Dafür und davon lebe ich seit ich denken kann. Aber diese wunderbare Frage hat mich auch auf vieles anderes wieder aufmerksam gemacht: ich bin ja nicht wie ein Spitzenkoch, der vergessen hat, selbst zu essen, oder ein Tischler, der zu Hause auf dem Boden sitzen muss oder seine Möbel bei Ikea kauft, oder ein Biobauer der sich seine Radieschen bei Ja Natürlich holt, oder ein Arzt oder Chirurg, der selbst nicht auf seine Gesundheit achtet (naja, davon kenne ich leider doch einige ), oder wie ist das denn eigentlich? Ist ein Schauspieler oder eine Schauspielerin auch Schauspielerin, wenn es weder etwas zu schauen noch zu spielen gibt? Ist ein Schriftsteller oder Schriftstellerin auch Schriftstellerin wenn man ihren Laptop, sämtliche Bleistifte, Füllfedern und Kugelschreiber, Handy und die Kontaktdaten zu ihrem Verlag geklaut hat? Ist ein Pilot oder eine Pilotin noch Pilotin ohne Fluglinie oder Flugzeuge, die gerade auch nicht fliegen dürfen? Ist ein Gastronom noch Gastronom wenn er sein Hotel seit gefühlten Ewigkeiten zugesperrt halten muss? Eine Operndiva immer noch Sängerin, auch wenn die Oper, wie auch sämtliche Theater, Konzert Locations, Musik Clubs und Kinos seit Ewigkeiten ebenfalls zugesperrt bleiben muss?

bin ich wie ein Spitzenkoch der vergessen hat selbst zu essen?

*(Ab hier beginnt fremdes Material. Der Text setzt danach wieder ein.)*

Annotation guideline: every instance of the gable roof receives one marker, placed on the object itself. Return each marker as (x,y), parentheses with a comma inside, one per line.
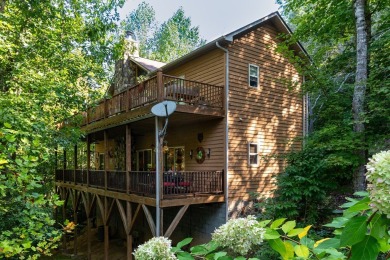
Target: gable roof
(275,18)
(146,64)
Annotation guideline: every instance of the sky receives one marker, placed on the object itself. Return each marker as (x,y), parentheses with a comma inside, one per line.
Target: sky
(214,17)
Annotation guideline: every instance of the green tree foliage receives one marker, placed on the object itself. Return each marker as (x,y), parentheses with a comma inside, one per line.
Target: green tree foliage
(166,42)
(54,57)
(142,22)
(328,31)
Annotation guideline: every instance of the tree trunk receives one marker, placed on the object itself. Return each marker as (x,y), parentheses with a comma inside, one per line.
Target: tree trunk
(359,93)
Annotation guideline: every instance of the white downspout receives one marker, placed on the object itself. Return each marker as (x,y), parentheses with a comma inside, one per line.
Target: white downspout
(226,161)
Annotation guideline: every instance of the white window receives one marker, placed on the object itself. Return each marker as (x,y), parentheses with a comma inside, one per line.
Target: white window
(253,155)
(253,76)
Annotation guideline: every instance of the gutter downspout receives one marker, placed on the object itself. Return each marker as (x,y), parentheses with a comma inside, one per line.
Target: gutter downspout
(226,161)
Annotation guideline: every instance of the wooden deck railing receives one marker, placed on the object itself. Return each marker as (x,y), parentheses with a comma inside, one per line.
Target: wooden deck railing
(143,182)
(158,88)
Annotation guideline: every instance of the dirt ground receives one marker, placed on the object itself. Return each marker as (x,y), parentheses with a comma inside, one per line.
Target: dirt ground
(117,249)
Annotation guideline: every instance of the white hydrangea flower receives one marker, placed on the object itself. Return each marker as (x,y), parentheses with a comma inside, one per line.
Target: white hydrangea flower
(155,248)
(378,174)
(239,235)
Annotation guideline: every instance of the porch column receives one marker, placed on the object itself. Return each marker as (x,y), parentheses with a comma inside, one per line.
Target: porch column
(128,157)
(74,163)
(88,158)
(89,226)
(129,237)
(105,159)
(159,175)
(160,86)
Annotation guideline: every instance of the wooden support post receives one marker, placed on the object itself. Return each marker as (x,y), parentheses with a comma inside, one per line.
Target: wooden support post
(149,218)
(176,221)
(105,159)
(89,226)
(63,220)
(128,157)
(105,108)
(106,241)
(88,158)
(64,165)
(74,163)
(75,206)
(161,233)
(160,86)
(129,237)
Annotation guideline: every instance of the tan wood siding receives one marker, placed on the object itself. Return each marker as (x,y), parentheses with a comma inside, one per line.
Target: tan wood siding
(270,115)
(186,135)
(207,68)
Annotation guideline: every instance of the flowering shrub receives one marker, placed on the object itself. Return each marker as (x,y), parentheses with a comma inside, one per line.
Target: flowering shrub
(378,174)
(239,235)
(155,248)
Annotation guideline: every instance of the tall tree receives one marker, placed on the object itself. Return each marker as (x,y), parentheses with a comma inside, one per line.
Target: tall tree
(142,22)
(338,35)
(359,93)
(166,42)
(53,58)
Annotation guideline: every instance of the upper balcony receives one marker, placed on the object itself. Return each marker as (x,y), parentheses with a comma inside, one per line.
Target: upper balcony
(135,101)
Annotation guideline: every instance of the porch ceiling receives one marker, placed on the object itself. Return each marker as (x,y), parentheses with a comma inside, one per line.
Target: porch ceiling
(143,119)
(177,119)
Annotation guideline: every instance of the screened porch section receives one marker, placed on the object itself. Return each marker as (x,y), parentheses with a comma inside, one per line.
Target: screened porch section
(104,168)
(144,182)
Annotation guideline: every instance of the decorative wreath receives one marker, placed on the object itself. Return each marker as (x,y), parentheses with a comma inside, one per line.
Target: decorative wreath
(200,155)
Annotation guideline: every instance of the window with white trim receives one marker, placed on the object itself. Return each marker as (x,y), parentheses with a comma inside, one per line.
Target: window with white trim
(253,76)
(253,155)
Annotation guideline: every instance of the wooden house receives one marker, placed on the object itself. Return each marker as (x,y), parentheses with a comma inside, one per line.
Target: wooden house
(234,113)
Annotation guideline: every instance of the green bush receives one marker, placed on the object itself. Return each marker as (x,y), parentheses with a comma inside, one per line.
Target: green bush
(303,188)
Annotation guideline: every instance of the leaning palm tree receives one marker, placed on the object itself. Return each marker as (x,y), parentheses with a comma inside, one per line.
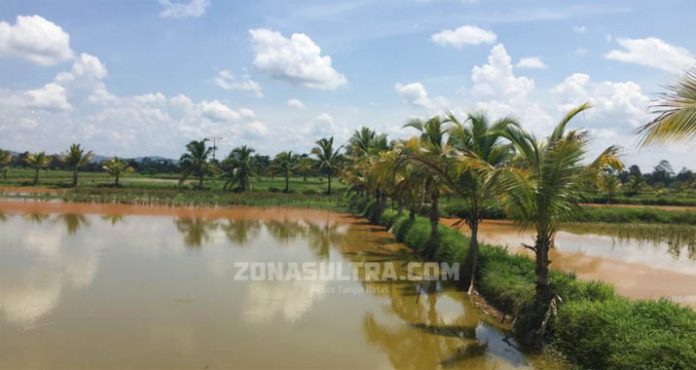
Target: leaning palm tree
(5,160)
(328,158)
(239,169)
(196,161)
(429,152)
(76,158)
(37,161)
(542,188)
(117,168)
(676,113)
(481,138)
(284,164)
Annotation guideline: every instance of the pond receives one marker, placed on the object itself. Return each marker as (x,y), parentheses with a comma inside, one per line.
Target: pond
(115,286)
(643,261)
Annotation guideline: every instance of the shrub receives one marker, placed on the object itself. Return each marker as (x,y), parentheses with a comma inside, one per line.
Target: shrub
(621,334)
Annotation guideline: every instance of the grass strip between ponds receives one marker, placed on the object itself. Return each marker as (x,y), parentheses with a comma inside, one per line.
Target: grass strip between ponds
(594,327)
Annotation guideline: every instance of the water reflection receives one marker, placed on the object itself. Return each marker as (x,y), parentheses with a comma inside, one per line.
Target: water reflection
(73,222)
(241,231)
(679,239)
(125,290)
(196,231)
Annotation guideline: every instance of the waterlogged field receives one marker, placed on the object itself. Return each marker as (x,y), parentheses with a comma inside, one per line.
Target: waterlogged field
(643,261)
(119,286)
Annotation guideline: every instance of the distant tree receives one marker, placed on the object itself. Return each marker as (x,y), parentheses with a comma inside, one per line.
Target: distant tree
(284,164)
(662,174)
(117,168)
(37,161)
(76,158)
(675,113)
(196,162)
(305,166)
(328,159)
(5,161)
(239,169)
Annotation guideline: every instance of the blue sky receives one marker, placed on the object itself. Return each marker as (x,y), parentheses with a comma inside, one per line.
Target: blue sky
(143,77)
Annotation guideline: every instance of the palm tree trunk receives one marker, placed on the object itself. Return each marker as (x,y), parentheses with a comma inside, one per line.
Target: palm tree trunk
(471,256)
(434,239)
(541,269)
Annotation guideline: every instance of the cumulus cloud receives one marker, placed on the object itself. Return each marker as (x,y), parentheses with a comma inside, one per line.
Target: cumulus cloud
(182,9)
(619,105)
(296,103)
(50,97)
(652,52)
(77,101)
(416,95)
(531,63)
(464,35)
(228,81)
(296,59)
(35,39)
(499,91)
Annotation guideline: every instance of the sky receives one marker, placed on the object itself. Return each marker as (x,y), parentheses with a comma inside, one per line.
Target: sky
(144,77)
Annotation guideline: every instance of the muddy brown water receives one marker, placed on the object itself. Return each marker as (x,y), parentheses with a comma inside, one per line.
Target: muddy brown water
(94,286)
(641,261)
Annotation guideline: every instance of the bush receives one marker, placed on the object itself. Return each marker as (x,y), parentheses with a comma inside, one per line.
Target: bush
(621,334)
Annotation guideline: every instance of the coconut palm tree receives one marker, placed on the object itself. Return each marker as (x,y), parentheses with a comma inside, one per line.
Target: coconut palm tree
(429,152)
(304,166)
(542,188)
(5,160)
(76,158)
(328,158)
(676,113)
(196,161)
(239,169)
(284,164)
(37,161)
(117,168)
(480,137)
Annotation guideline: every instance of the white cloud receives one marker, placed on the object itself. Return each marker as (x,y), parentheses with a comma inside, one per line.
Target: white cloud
(325,117)
(617,105)
(50,97)
(182,9)
(416,95)
(500,92)
(228,81)
(531,63)
(296,103)
(296,59)
(652,52)
(35,39)
(464,35)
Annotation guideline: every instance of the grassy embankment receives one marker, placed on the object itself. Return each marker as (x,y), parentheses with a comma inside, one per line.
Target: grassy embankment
(594,327)
(164,190)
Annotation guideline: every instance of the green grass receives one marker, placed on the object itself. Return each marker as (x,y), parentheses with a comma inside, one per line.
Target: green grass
(618,214)
(594,327)
(164,190)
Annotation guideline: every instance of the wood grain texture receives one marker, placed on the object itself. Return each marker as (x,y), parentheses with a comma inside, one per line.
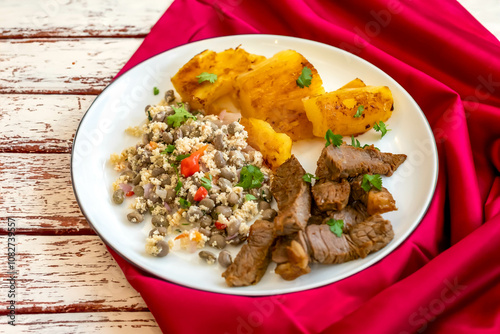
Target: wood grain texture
(62,66)
(65,18)
(67,274)
(35,189)
(84,323)
(40,123)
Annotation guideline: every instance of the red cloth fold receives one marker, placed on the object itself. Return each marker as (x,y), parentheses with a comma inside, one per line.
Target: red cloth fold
(445,278)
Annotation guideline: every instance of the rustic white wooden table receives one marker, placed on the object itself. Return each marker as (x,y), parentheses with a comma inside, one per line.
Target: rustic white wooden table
(55,57)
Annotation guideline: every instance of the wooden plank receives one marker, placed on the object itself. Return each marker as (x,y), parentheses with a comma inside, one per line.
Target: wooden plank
(62,18)
(62,66)
(36,190)
(83,323)
(67,274)
(40,123)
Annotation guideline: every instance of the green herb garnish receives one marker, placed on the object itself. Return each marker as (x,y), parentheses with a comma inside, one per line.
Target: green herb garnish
(207,183)
(359,112)
(307,177)
(333,139)
(180,116)
(336,226)
(371,180)
(178,187)
(305,77)
(210,77)
(250,197)
(381,127)
(250,177)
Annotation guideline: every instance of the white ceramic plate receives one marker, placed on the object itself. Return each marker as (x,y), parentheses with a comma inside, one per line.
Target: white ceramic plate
(121,104)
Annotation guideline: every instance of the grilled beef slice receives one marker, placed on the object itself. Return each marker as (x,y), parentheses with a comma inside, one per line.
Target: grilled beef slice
(347,161)
(252,260)
(376,201)
(331,195)
(293,195)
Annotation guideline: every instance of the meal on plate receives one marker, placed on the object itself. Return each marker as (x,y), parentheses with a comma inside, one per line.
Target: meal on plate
(212,179)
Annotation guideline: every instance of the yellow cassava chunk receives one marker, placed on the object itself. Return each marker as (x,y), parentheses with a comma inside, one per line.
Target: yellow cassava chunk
(356,83)
(335,110)
(275,147)
(226,65)
(270,92)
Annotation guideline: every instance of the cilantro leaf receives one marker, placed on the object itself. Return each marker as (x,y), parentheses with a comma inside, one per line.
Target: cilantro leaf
(184,203)
(359,112)
(250,177)
(307,177)
(332,139)
(181,157)
(207,183)
(336,226)
(370,181)
(381,127)
(169,149)
(210,77)
(250,197)
(180,116)
(355,142)
(305,77)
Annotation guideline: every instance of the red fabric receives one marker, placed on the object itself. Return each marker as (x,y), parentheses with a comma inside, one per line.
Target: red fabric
(445,278)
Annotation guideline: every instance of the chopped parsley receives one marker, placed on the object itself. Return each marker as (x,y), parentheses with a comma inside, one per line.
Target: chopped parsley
(184,203)
(336,226)
(169,149)
(210,77)
(359,112)
(250,177)
(180,116)
(332,139)
(250,197)
(370,181)
(307,177)
(305,77)
(381,127)
(181,157)
(207,183)
(178,187)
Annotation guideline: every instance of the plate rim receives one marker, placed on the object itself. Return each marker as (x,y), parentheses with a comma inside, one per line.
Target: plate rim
(239,292)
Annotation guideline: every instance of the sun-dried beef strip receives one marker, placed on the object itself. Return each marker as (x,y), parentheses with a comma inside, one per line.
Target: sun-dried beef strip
(252,260)
(348,161)
(293,195)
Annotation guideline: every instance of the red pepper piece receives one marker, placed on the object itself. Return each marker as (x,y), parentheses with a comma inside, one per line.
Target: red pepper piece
(220,226)
(201,193)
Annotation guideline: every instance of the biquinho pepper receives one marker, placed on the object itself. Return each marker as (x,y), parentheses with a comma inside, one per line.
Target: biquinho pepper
(190,165)
(201,193)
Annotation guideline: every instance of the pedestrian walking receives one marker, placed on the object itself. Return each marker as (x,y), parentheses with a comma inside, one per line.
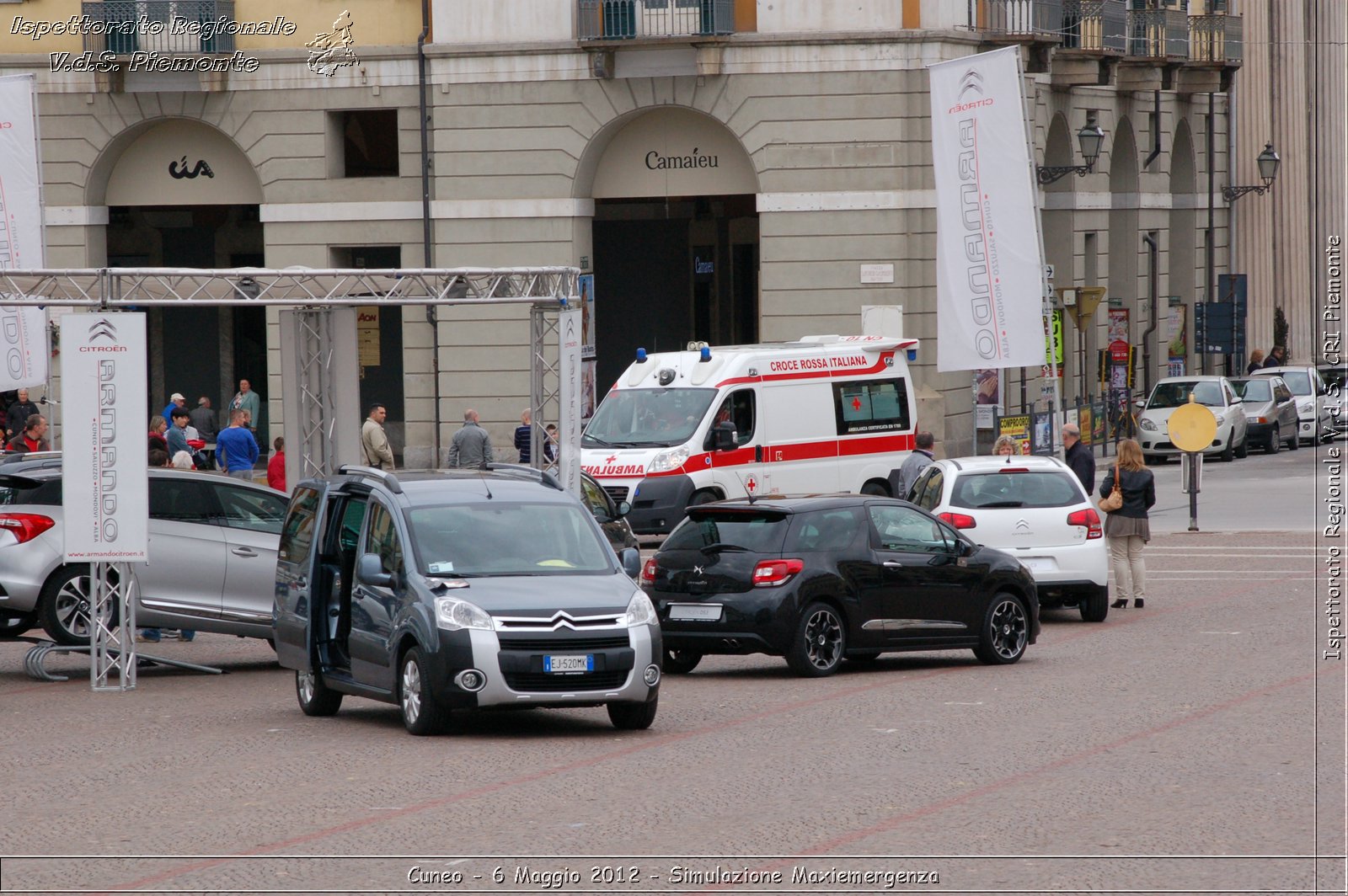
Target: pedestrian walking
(525,437)
(33,437)
(177,435)
(374,441)
(472,446)
(17,415)
(247,401)
(902,480)
(238,446)
(276,467)
(1078,457)
(175,402)
(1129,527)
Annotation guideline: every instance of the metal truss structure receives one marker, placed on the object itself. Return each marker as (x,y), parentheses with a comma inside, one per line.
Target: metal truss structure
(316,291)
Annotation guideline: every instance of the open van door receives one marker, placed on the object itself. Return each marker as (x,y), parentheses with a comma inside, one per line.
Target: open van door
(297,577)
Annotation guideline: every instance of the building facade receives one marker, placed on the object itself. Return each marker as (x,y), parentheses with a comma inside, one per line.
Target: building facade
(725,168)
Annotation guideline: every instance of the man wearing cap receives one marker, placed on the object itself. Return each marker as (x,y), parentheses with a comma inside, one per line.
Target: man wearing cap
(175,401)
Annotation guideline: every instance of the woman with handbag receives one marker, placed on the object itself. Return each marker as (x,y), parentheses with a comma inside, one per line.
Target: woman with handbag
(1127,493)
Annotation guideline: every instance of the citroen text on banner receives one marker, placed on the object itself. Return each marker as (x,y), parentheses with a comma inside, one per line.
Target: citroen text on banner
(105,495)
(990,273)
(570,399)
(24,330)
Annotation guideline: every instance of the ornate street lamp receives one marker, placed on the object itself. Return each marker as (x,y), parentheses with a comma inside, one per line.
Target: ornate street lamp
(1091,138)
(1267,163)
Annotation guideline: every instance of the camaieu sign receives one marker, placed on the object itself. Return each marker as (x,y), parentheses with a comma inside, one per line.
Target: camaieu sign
(105,493)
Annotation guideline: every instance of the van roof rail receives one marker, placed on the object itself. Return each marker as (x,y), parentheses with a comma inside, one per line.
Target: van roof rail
(534,473)
(383,476)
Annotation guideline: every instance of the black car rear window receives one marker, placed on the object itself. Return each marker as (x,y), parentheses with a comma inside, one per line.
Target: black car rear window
(15,489)
(1030,488)
(758,531)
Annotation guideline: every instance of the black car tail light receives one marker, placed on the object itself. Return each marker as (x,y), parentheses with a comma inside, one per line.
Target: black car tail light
(26,525)
(773,573)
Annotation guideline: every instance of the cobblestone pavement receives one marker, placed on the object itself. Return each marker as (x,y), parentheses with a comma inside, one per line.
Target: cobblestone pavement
(1193,745)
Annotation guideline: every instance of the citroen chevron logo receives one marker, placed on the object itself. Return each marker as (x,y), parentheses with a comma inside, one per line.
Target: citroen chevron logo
(971,80)
(103,328)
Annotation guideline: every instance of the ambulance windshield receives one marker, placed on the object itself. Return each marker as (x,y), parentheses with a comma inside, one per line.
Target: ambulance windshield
(647,418)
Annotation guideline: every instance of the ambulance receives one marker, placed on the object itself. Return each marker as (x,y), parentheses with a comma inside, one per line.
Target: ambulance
(824,414)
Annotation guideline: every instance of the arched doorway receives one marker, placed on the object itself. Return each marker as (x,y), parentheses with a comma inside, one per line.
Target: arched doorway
(181,195)
(676,242)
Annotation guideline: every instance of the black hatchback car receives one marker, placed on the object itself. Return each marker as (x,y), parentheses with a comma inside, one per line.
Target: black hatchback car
(820,579)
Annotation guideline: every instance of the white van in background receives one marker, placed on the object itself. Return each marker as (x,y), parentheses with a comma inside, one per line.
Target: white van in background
(824,414)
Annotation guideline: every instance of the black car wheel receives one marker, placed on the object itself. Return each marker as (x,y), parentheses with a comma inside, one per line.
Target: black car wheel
(680,662)
(13,626)
(1006,631)
(421,714)
(314,697)
(1095,606)
(65,605)
(817,647)
(634,717)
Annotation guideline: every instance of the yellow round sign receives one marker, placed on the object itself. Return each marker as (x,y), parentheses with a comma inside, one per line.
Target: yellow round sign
(1192,428)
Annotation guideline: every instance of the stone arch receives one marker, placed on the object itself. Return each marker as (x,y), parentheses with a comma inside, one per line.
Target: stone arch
(657,152)
(1184,262)
(173,161)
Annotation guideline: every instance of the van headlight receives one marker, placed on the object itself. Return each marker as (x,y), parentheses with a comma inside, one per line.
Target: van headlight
(666,461)
(640,611)
(453,615)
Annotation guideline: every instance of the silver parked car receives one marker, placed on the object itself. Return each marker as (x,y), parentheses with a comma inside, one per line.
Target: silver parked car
(212,556)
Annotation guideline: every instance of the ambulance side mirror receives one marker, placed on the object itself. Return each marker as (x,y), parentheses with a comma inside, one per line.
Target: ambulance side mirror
(725,437)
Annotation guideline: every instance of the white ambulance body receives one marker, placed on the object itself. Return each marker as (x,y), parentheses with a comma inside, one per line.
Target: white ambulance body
(824,414)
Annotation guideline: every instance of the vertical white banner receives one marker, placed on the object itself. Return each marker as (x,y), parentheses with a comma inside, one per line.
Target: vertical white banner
(988,256)
(570,399)
(24,330)
(105,489)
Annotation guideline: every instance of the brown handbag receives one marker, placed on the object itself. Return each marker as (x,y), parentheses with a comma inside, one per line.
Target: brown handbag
(1114,500)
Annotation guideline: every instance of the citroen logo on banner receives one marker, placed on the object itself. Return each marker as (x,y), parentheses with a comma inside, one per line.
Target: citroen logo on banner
(103,328)
(971,80)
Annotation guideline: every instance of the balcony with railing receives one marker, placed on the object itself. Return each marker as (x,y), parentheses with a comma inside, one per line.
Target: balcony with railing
(650,19)
(1158,34)
(1017,20)
(1095,26)
(168,27)
(1217,40)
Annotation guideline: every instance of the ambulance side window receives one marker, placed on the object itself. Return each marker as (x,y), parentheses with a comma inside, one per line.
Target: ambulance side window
(738,408)
(871,406)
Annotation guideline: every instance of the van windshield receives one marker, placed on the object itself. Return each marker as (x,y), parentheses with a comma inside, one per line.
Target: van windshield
(647,418)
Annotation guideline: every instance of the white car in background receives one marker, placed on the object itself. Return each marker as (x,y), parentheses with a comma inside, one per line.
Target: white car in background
(1035,509)
(1314,415)
(1215,392)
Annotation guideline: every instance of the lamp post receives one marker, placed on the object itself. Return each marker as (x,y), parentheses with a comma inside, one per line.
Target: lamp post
(1267,163)
(1089,138)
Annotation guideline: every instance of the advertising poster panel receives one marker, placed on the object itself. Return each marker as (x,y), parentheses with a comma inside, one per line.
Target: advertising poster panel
(105,489)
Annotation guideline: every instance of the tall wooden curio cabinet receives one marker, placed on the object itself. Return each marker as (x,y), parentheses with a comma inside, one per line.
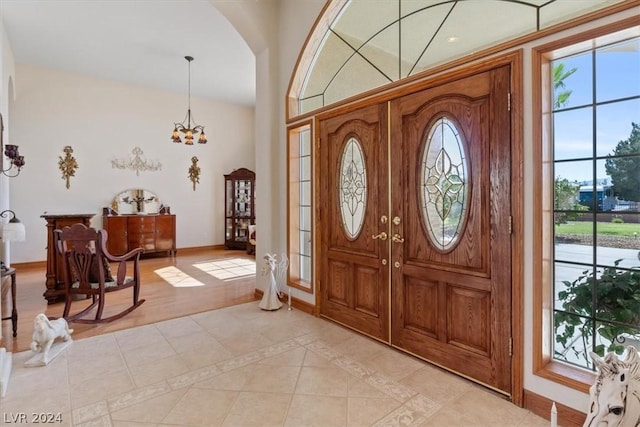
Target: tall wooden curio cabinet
(239,188)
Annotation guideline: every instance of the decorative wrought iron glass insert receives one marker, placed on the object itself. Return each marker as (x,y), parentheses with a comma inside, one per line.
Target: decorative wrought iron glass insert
(353,188)
(443,186)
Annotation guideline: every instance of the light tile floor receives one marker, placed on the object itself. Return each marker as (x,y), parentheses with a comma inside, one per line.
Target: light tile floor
(241,366)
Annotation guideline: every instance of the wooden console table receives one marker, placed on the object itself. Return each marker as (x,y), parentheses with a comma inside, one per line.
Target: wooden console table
(55,279)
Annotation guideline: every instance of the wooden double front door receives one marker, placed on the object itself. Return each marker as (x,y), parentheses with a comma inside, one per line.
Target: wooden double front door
(415,234)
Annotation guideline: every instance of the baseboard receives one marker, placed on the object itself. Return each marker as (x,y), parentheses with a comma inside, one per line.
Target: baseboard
(541,406)
(30,264)
(295,302)
(199,248)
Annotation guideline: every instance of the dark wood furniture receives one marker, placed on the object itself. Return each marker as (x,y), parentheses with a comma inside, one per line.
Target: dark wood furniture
(55,280)
(152,232)
(86,266)
(11,272)
(239,207)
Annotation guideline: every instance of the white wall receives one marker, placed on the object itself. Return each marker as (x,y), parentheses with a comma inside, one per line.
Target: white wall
(102,120)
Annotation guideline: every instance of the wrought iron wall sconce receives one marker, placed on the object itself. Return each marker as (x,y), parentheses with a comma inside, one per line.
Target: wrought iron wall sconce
(16,161)
(67,164)
(194,172)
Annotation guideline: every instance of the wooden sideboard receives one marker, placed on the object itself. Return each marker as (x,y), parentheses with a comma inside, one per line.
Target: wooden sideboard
(55,281)
(152,232)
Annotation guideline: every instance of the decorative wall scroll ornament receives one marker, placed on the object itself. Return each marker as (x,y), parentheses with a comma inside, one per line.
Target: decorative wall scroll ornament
(136,163)
(615,395)
(45,334)
(278,275)
(67,164)
(194,172)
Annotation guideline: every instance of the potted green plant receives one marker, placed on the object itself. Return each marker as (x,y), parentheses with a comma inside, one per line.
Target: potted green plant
(611,297)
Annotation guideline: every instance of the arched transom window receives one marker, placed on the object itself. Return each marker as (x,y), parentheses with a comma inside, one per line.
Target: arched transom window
(359,45)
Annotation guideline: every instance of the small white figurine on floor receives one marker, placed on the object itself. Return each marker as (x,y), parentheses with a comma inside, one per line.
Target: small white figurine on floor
(45,333)
(615,396)
(277,270)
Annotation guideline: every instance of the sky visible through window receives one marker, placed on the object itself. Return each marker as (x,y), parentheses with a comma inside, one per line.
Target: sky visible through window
(617,78)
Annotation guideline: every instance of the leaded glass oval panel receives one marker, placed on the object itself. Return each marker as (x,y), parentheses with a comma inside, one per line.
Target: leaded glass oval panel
(443,185)
(353,188)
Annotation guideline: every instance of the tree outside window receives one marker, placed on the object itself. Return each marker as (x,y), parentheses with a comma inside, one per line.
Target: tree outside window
(596,157)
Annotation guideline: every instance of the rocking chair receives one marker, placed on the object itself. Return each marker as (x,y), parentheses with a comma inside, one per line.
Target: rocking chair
(85,263)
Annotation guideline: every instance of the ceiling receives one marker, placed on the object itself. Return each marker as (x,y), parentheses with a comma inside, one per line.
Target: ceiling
(142,42)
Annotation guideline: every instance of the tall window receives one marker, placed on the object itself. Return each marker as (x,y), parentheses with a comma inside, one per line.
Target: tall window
(595,157)
(300,207)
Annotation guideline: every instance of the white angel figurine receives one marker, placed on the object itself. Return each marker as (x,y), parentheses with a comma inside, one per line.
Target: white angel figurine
(277,271)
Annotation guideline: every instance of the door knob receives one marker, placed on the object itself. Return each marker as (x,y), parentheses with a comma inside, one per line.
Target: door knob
(396,238)
(381,236)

Aber JA, Natürlich sind wir alle wer wir sind, weil wir nicht ausschliesslich durch das Tun sondern eben durch unser Sein definiert sind, auch wenn man uns jetzt gerade, wie es scheint, nicht Sein lassen will oder wir gerade nicht Sein zu scheinen dürfen. Besonders die Künstler, besonders die Kunst. Und jetzt dauert schon mehr oder weniger fast ohne Unterbrechung über ein Jahr lang!!! Alle anderen zuerst – Kaufen, Saufen, Laufen, Schi foan, möglichst billig Häuser bauen und selbige wieder teuer Verkaufen….. was für ein Signal und welche Zeichen dieser Zeit sind das in Wahrheit bitte??? Dieses „ein mal eins“ ist wahrlich nicht sehr schwer zu durchschauen, zu verstehen, zu erkennen und zu erlernen. „Wirtschaft vor Mensch“ lautet die fatale Ungleichung. Und alle wissen es, und alle haben es schon immer gewusst. Diese Ungleichung lässt sich mit einer Leberkässemmel, einem Sommerspritzer, einer Liftfahrt auf den Kunstschneeberg, Sommer Sales und Winter Prozente, einer Melange to go oder einem All Inclusive Urlaub in Trips Trü so einfach sicher nicht mehr in ein auch nur annähernd gesundes Lot sowie ein fried- und freudvolles Dasein bringen.

Ungleichung

Und jetzt mach ich mir allen Ernstes einen Impftermin aus und freu mich, dass ich ihn habe, obwohl ich noch nie im Leben eine einzige Grippe Impfung hatte noch brauchte, anstatt mir ein paar Konzerte auszumachen oder mir zu überlegen, wie wir allen äusseren und inneren Umständen zum Trotz doch wieder mit einem analogen, gemeinsamen Konzerterlebnis, vor einem echten , wahrhaftigen Publikum, wo echte Funken und Fetzen sprühen und fliegen dürfen , wo echte, analoge, salzige Freuden- und Glückstränen vergossen und Angst, Panik und Sorgen vergessen werden können, wo wir uns wieder alle von dieser wahrhaftigen energetischen Welle, die wir alle von unzähligen gemeinsamen Live! Erlebnissen her kennen und der Frequenz der Musik, des Rhythmus, der Harmonie, der Beatz und Sounds berühren, tragen und gemeinsam umhüllen und umarmen lassen, wovon die digitale, virtuelle, flache, aber unglaublich schrille und schnelle Welt, so beeindruckend sie für viele zur Zeit auch sein mag, auch in aller Zukunft nur träumen wird können.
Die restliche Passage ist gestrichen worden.